Course overview
This course equips students with the awareness and skills to conduct scholarly research at an advanced level. It is based around two interlinked themes - 1. theoretical issues of research (eg philosophy, epistemology, ethics etc) and 2. practical considerations of research design. The first of these provides an essential framework for quality research, necessarily underpinning all professional research activities and guiding participants through a critical journey of engagement with the inevitable limitations and delimitations of research in the 21st Century. Candidates will be introduced to a number of research issues and controversies (eg debates around deductive, inductive and abductive approaches; qualitative and quantitative methods, cross sectional and longitudinal strategies; archival, observational, survey-based or experimental techniques; sampling, data collection, data analysis and dissemination). The course's overall aim is to prepare candidates, more generally, as academic researchers.
Course learning outcomes
- Apply methodological theory to critically evaluate existing research in business and related research.

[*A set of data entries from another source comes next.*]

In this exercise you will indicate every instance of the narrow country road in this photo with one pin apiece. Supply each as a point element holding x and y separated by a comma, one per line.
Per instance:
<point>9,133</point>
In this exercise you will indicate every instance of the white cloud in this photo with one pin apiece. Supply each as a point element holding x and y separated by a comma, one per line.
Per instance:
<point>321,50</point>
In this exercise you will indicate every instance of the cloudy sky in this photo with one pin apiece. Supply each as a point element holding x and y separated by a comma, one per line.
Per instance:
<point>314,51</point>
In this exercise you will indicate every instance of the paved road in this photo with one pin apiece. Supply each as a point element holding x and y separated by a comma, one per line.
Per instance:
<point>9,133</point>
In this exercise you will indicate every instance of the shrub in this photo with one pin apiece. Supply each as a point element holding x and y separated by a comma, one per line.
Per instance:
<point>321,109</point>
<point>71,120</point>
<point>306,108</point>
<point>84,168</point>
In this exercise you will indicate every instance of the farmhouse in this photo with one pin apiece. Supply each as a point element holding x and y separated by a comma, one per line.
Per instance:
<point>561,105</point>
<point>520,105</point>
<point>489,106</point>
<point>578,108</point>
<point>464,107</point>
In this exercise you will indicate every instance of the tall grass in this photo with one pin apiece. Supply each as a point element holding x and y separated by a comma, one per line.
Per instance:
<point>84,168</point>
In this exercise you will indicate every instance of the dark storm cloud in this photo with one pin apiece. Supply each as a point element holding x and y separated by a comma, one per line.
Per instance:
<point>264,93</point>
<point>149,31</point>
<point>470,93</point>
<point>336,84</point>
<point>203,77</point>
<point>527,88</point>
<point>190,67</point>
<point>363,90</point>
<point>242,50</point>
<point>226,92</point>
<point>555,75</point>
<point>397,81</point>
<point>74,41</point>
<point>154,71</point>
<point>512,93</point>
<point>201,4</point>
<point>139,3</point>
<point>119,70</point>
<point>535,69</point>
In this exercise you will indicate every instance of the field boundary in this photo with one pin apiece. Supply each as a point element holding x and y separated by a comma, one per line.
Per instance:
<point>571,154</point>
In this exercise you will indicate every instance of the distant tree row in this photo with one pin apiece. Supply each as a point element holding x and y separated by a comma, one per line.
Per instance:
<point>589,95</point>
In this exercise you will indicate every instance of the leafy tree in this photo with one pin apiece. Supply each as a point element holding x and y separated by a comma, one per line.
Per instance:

- differentiate between alternative research approaches, philosophies and strategies in business oriented research and identify their limitations and implications.
- explore relevant ethical issues and apply (systematise, defend, recommend and implement) ethical principles to the conduct of scholarly research.
- plan and design a scholarly research project.
- reflect critically and transparently on their own research preferences, philosophy and ideology when evaluating existing research and conducting their own investigations.
- engage in scholarly discussion and debate within the academic community in the spirit of collegiality.